Strona główna
Zwycięstwo w dwumeczu z Interem i awans do ćwierćfinału Ligi Mistrzów wynik, który drużynie Los Ches przyniesie wiele korzyści. Poza aspektem sportowym niezwykle ważny jest także aspekt finansowy.

Valencia jest zespołem stosunkowo biednym.

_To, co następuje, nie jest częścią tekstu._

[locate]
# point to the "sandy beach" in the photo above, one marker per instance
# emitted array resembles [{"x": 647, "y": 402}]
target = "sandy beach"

Nazwy naszego klubu nie znajdziemy na liście "20 najbogatszych zespołów na świecie". Pod względem finansowym nie mamy się co równać z takimi potęgami jak Chelsea, Manchester United, Real Madryt, Barcelona, czy nawet Roma.

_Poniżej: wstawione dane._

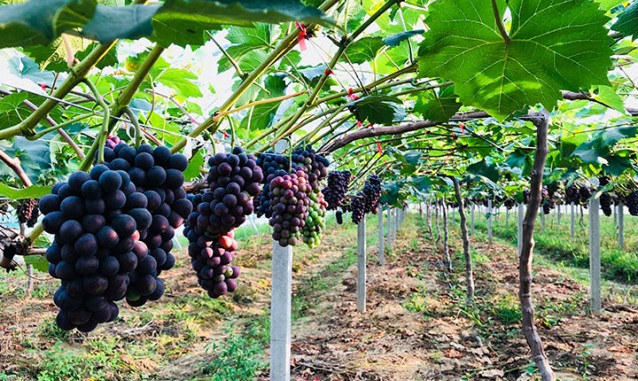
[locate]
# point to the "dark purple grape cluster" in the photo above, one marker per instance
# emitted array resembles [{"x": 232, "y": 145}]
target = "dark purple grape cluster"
[
  {"x": 272, "y": 165},
  {"x": 366, "y": 201},
  {"x": 584, "y": 194},
  {"x": 572, "y": 195},
  {"x": 234, "y": 180},
  {"x": 372, "y": 193},
  {"x": 159, "y": 179},
  {"x": 632, "y": 203},
  {"x": 315, "y": 165},
  {"x": 606, "y": 203},
  {"x": 211, "y": 253},
  {"x": 335, "y": 192},
  {"x": 27, "y": 211},
  {"x": 548, "y": 205},
  {"x": 94, "y": 248},
  {"x": 358, "y": 208},
  {"x": 290, "y": 201}
]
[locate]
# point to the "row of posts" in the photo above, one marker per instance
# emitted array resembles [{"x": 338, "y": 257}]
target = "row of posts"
[
  {"x": 594, "y": 239},
  {"x": 281, "y": 295},
  {"x": 280, "y": 331}
]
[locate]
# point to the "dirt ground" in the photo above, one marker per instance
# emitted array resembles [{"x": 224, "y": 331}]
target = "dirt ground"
[{"x": 417, "y": 325}]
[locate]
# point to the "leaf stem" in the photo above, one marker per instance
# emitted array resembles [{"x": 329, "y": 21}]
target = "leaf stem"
[
  {"x": 499, "y": 23},
  {"x": 136, "y": 123},
  {"x": 104, "y": 132}
]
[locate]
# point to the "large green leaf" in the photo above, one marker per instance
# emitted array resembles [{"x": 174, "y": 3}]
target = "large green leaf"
[
  {"x": 601, "y": 144},
  {"x": 627, "y": 22},
  {"x": 34, "y": 191},
  {"x": 437, "y": 106},
  {"x": 554, "y": 45}
]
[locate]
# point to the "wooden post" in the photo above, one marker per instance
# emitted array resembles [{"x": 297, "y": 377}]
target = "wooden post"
[
  {"x": 559, "y": 206},
  {"x": 621, "y": 225},
  {"x": 280, "y": 312},
  {"x": 29, "y": 280},
  {"x": 472, "y": 220},
  {"x": 573, "y": 219},
  {"x": 446, "y": 247},
  {"x": 489, "y": 221},
  {"x": 594, "y": 254},
  {"x": 361, "y": 266},
  {"x": 388, "y": 233},
  {"x": 381, "y": 239},
  {"x": 521, "y": 217}
]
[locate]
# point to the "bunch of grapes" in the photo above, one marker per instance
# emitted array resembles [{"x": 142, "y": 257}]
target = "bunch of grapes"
[
  {"x": 315, "y": 222},
  {"x": 158, "y": 179},
  {"x": 272, "y": 165},
  {"x": 572, "y": 194},
  {"x": 112, "y": 141},
  {"x": 315, "y": 165},
  {"x": 335, "y": 192},
  {"x": 290, "y": 201},
  {"x": 95, "y": 246},
  {"x": 211, "y": 254},
  {"x": 27, "y": 211},
  {"x": 584, "y": 194},
  {"x": 606, "y": 203},
  {"x": 632, "y": 203},
  {"x": 358, "y": 208},
  {"x": 234, "y": 179},
  {"x": 548, "y": 205}
]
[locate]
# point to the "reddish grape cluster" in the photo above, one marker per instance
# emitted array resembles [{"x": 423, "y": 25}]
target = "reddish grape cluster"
[{"x": 289, "y": 198}]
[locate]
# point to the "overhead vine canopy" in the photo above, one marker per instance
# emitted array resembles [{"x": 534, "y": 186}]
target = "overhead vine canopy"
[{"x": 422, "y": 93}]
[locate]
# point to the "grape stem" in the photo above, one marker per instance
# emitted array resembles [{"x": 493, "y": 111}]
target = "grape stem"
[
  {"x": 104, "y": 132},
  {"x": 14, "y": 164},
  {"x": 285, "y": 46},
  {"x": 136, "y": 123}
]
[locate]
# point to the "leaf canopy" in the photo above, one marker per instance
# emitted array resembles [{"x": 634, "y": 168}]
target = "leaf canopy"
[{"x": 554, "y": 45}]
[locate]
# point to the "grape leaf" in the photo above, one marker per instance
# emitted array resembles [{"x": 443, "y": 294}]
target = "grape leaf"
[
  {"x": 34, "y": 191},
  {"x": 195, "y": 164},
  {"x": 437, "y": 107},
  {"x": 627, "y": 22},
  {"x": 602, "y": 142},
  {"x": 554, "y": 45}
]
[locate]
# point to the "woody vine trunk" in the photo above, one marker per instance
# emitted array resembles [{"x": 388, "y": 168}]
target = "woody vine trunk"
[
  {"x": 469, "y": 273},
  {"x": 541, "y": 121}
]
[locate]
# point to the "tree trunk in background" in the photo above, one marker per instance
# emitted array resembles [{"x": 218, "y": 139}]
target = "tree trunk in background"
[
  {"x": 436, "y": 222},
  {"x": 469, "y": 274},
  {"x": 621, "y": 225},
  {"x": 428, "y": 219},
  {"x": 446, "y": 248},
  {"x": 541, "y": 121}
]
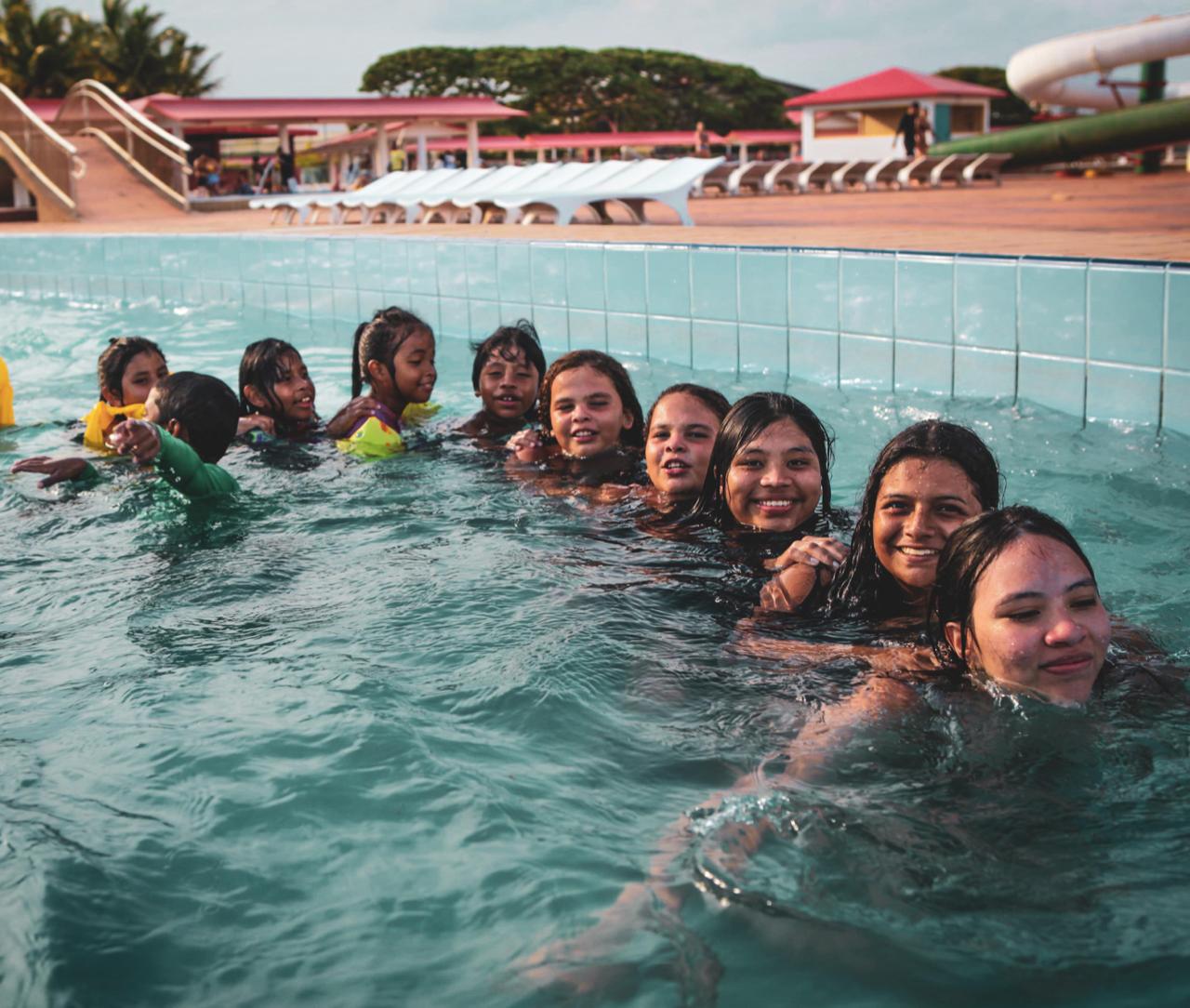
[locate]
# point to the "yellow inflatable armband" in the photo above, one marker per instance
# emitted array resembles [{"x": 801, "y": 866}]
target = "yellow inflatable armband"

Aby jednak zespół dobrze funkcjonował i odnosił sukcesy na arenie międzynarodowej potrzebna jest jednak spora suma pieniędzy. A koszt utrzymania takich zawodników jak Villa, Morientes, czy Albelda nie jest niski. Dlatego właśnie niezwykle ważna jest postawa naszego zespołu w rozgrywkach Champions League, gdzie za każde zwycięstwo, bądź awans przewidziana jest spora suma pieniędzy.

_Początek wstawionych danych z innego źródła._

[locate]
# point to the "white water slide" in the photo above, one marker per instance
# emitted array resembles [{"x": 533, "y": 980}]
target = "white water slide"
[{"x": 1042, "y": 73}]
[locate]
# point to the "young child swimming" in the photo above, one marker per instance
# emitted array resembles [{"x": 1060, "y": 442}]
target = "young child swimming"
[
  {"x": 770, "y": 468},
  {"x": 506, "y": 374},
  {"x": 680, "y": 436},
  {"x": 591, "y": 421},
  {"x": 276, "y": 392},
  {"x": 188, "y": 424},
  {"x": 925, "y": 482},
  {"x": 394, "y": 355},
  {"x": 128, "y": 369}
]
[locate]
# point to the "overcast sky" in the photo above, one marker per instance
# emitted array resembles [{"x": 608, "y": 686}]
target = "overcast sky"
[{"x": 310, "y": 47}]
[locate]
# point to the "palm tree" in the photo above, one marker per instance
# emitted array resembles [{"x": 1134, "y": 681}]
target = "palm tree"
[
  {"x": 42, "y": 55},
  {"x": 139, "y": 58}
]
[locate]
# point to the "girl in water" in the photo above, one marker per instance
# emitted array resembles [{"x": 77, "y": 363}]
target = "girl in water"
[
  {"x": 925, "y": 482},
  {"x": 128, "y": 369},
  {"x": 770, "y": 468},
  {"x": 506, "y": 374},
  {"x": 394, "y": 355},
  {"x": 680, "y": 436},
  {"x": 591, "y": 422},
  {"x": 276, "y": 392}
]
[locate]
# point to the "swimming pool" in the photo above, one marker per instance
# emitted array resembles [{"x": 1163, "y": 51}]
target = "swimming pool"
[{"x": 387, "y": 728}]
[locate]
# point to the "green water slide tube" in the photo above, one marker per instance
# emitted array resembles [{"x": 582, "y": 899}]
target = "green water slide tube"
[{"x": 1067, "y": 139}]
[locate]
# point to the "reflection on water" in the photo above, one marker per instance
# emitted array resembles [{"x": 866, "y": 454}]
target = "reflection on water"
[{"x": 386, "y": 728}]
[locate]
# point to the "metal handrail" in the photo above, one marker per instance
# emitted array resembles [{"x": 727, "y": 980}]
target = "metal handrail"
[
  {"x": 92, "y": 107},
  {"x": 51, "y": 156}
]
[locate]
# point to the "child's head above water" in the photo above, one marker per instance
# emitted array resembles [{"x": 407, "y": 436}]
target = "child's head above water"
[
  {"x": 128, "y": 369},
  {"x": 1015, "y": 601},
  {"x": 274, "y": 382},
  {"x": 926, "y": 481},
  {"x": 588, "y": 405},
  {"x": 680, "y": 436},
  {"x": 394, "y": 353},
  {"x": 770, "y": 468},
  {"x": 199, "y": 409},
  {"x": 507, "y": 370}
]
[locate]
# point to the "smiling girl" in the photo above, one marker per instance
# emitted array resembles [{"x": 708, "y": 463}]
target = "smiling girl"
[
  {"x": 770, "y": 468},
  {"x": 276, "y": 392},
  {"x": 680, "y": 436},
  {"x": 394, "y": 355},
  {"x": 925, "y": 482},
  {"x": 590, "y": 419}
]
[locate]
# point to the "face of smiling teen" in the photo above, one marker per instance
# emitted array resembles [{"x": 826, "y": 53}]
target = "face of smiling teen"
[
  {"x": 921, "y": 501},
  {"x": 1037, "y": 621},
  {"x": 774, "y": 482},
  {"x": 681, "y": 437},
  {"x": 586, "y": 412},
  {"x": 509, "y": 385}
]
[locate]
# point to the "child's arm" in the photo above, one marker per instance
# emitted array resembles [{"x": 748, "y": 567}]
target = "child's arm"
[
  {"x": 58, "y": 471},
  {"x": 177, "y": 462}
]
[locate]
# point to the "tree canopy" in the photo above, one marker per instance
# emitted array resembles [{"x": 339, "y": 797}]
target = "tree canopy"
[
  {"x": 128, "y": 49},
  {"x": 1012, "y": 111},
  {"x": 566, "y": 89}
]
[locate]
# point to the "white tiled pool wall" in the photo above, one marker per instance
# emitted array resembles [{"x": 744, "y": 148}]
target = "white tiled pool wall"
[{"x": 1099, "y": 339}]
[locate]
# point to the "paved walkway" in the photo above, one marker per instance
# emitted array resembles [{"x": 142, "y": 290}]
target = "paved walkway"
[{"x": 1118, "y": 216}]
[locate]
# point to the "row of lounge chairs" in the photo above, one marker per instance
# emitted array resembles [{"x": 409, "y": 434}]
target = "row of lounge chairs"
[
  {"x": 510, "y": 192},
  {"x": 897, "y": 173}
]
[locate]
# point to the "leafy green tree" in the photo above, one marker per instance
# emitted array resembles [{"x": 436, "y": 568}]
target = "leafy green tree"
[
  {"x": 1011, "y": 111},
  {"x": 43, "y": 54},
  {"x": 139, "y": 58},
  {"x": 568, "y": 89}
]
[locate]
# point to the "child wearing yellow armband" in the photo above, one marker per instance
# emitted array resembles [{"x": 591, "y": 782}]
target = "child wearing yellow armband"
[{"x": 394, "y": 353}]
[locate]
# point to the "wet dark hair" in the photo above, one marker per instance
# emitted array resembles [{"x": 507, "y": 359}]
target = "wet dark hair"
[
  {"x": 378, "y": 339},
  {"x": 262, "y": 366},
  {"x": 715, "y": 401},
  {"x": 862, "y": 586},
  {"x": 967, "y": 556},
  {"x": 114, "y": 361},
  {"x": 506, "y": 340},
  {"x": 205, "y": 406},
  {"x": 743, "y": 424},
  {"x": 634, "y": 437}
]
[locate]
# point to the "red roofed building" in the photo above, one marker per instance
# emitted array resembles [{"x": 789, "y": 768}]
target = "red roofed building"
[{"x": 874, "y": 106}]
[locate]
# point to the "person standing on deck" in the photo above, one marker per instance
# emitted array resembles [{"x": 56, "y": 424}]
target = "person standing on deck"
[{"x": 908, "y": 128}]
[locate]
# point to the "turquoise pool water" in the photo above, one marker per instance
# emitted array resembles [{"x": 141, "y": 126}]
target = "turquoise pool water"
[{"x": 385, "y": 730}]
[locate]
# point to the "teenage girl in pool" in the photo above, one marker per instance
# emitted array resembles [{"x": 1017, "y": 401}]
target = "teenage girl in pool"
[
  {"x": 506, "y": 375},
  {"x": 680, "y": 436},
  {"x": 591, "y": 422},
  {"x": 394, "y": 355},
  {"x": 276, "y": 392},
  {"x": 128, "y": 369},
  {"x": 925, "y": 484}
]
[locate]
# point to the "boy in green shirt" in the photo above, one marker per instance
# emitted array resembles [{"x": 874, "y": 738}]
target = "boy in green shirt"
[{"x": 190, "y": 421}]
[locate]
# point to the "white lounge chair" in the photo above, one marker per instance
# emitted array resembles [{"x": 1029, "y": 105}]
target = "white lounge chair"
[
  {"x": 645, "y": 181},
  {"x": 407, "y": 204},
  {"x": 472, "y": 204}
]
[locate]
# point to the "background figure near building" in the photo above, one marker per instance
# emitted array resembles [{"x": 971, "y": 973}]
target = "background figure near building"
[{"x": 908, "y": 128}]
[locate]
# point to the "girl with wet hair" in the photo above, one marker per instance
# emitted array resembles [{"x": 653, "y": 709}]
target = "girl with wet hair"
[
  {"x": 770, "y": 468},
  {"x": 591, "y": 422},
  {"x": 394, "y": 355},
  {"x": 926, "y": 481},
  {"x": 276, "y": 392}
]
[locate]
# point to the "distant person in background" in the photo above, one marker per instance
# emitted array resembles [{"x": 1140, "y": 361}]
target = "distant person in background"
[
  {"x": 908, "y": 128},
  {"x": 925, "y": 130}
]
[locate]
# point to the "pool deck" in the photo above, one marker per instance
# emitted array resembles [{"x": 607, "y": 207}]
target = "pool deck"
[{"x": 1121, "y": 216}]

Jak wyliczyli dziennikarze hiszpańscy w tym sezonie na występach w Lidze Mistrzów Valencia wzbogaciła się o 11,8 milionów euro. Do tego jeszcze dochodzą zyski za bilety. Za wyeliminowanie Interu do kasy klubu trafiło aż 2,5 miliona. Za wcześniejszą grę Nietoperze wzmocniły się o 9,3 milionów. 2 miliony za udział w rozgrywkach grupowych, 400 tysięcy euro za każde rozegrane spotkanie w fazie grupowej, cztery razy po 600 tysięcy za zwycięstwo i raz 300 tysięcy za remis. Dodatkowo za znalezienie się wśród ośmiu najlepszych drużyn kontynentu do kasy zespołu trafiło 2 200 000 euro.

Jeśli Valencia awansuje do półfinału to wzbogaci się o 3 miliony euro. Zwycięzca elitarnych rozgrywek otrzyma 7 milionów, a przegrany o trzy mniej. Jeśli więc Nietoperze triumfują w Lidze Mistrzów wzbogacą się o 21,8 miliona. Jest więc o co walczyć.